Gmail Experiment: Data Analysis¶

Author: Leon Yin and Surya Mattu
Links: GitHub | nbviewer | Story

This notebook shows how we aggregate the data we preprocessed in the last notebook (see in nbviewer). The tables in this notebook are featured in our experiment and story.

In [1]:

%matplotlib inline
import os

import numpy as np
import pandas as pd

In [2]:

# inputs
fn_input = '../data/intermediates/email_metadata_merged_with_newsletters.csv.gz'
fn_newsletter_categories = '../data/input/newsletter_categories.csv'

# outputs
appedix_dir = '../data/output/appendix'
table_dir = '../data/output/tables'

for d in [appedix_dir, table_dir]:
    os.makedirs(d, exist_ok=True)

In [3]:

# read the dataset we preprocessed in the last notebook.
df = pd.read_csv(fn_input)
len(df)

Out[3]:

Recall our dataset looks like this:

In [4]:

df.iloc[-1].to_dict()

Out[4]:

{'X-GM-THRID': 1655113375086340206,
 'X-Gmail-Labels': 'Spam,Category Updates,Unread',
 'Date': '2020-01-07 23:18:33+00:00',
 'Subject': 're: your 2020 membership',
 'text': 'Become a card-carrying member of the Democratic Party by renewing your membership today.\nHi --\nWe’ve been talking about the importance of preparing for 2020 for months now, and it’s finally here. We’re in the thick of it. The Iowa caucuses are less than a month away, and before we know it we’ll have our Democratic nominee.\nIt’s more clear now than ever: This is not the year to sit on the sidelines. As a member of our party, we know you are committed to defeating Trump and his allies -- and now is the time to prove it.\nBecome a card-carrying member of the Democratic Party by making a $7 donation to renew your membership today.\nRENEW MY MEMBERSHIP\nIf we’re going to win up and down the ballot this year, we need you in this fight. I hope you’ll carry your 2020 DNC membership card with pride -- it’s a reflection of all you’ve done for our party as we prepare for the fight ahead.\nRenew your membership today to receive your Official 2020 DNC Membership Card.\nThanks as always,\nLauren\nLauren Williams\nDirect Marketing Director\nDemocratic National Committee\nIf you no longer wish to receive emails from the DNC, submit this form to unsubscribe. If you’d only like to receive our most important messages, sign up to receive less email.\nIf you’re ready to elect Democrats in all 50 states, make a contribution today.\nContributions or gifts to the Democratic National Committee are not tax deductible. Paid for by the Democratic National Committee, www.Democrats.org, and not authorized by any candidate or candidate’s committee.',
 'markup_id': '5a0fe9753c37a010ae045117cc77e261',
 'Category Personal': 0,
 'Category Promotions': 0,
 'Category Updates': 1,
 'Inbox': 0,
 'Spam': 1,
 'Primary': 0,
 'From_Email': 'feedback@act.democrats.org',
 'From_Domain': 'democrats.org',
 'From_Name': 'DNC Headquarters',
 'To_Email': 'ajcorrigan88+dnc@gmail.com',
 'Name': 'DNC',
 'Website': 'https://democrats.org/',
 'Category': 'Advocacy organization or think tank',
 'Entity_ID': 'dbc25ff0242fc30a08228f14e658ad48'}

In [5]:

categories = df.Category.unique()
categories

Out[5]:

array(['Presidential candidate', 'House battleground campaign',
       'Advocacy organization or think tank',
       'House battleground official'], dtype=object)

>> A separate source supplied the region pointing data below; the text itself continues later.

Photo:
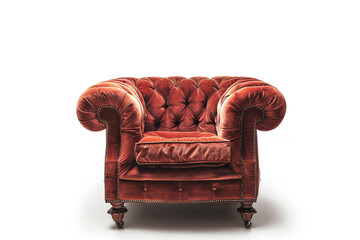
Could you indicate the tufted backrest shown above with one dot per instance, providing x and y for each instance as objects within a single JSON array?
[{"x": 182, "y": 104}]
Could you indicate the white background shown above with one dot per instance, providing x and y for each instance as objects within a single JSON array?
[{"x": 51, "y": 168}]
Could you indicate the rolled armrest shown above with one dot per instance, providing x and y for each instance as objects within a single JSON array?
[
  {"x": 120, "y": 94},
  {"x": 118, "y": 106},
  {"x": 247, "y": 105},
  {"x": 247, "y": 94}
]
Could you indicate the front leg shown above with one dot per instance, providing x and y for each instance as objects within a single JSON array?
[
  {"x": 247, "y": 211},
  {"x": 117, "y": 212}
]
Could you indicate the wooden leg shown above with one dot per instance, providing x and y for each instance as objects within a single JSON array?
[
  {"x": 117, "y": 212},
  {"x": 246, "y": 210}
]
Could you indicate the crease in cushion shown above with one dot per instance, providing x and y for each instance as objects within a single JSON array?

Appendix 1: Taking inventory¶

How many emails did we get from each email sender? Which newsletters didn't send us anything?

In [6]:

data = []
for eID, _df in df.groupby('Entity_ID'):
    first_email = _df.Date.min().split()[0]
    last_email = _df.Date.max().split()[0]
    n_email = _df.markup_id.nunique()
    cat = _df.Category.iloc[0]
    name = _df.Name.iloc[0]
    
    row = {
        'Name' : name,
        'Entity_ID' : eID,
        'Emails received' : n_email,
        'Date of first email' : first_email,
        'Date of last email' : last_email,
        'Newsletter Category' : cat
    }
    
    data.append(row)
    
emails_received = pd.DataFrame(data)
emails_received.head(2)

Out[6]:

	Name	Entity_ID	Emails received	Date of first email	Date of last email	Newsletter Category
0	Sharice Davids	0440493f2ad4348bc652f41cb1ff5d49	15	2019-10-22	2020-02-06	House battleground official
1	Harley Rouda	04dfd84c37ccdf9421ba355e25529adc	58	2019-10-21	2020-02-10	House battleground campaign

In [7]:

# newsletters we signed up for and which alias we used.
newsletter_categories = pd.read_csv(fn_newsletter_categories)
newsletter_categories.head(2)

Out[7]:

	Name	Website	Email	Category	Entity_ID
0	AARP	https://www.aarp.org/	ajcorrigan88+aarp@gmail.com	Advocacy organization or think tank	555b07f95e3dc347516af4e713ed190b
1	Center for Responsive Politics	http://www.opensecrets.org/	ajcorrigan88+cfrp@gmail.com	Advocacy organization or think tank	77751658e640d8c56dbda5d7501dfd5d

In [8]:

A1_output_cols = [
    'Name', 'Website', 
    'Emails received',
    'Date of first email', 
    'Date of last email',
]
# this prevents duplicate rows
cols_to_use = emails_received.columns.difference(
    newsletter_categories.columns
)

no_shows = []
for cat in categories:
    fn_out = os.path.join(
        appedix_dir, f"A1-{cat.replace(' ', '-')}.csv"
    )
    
    newsletter_categories_cat = newsletter_categories[
        newsletter_categories.Category == cat].set_index('Name')
    
    emails_received_cat = emails_received[
        emails_received['Newsletter Category'] == cat].set_index('Name')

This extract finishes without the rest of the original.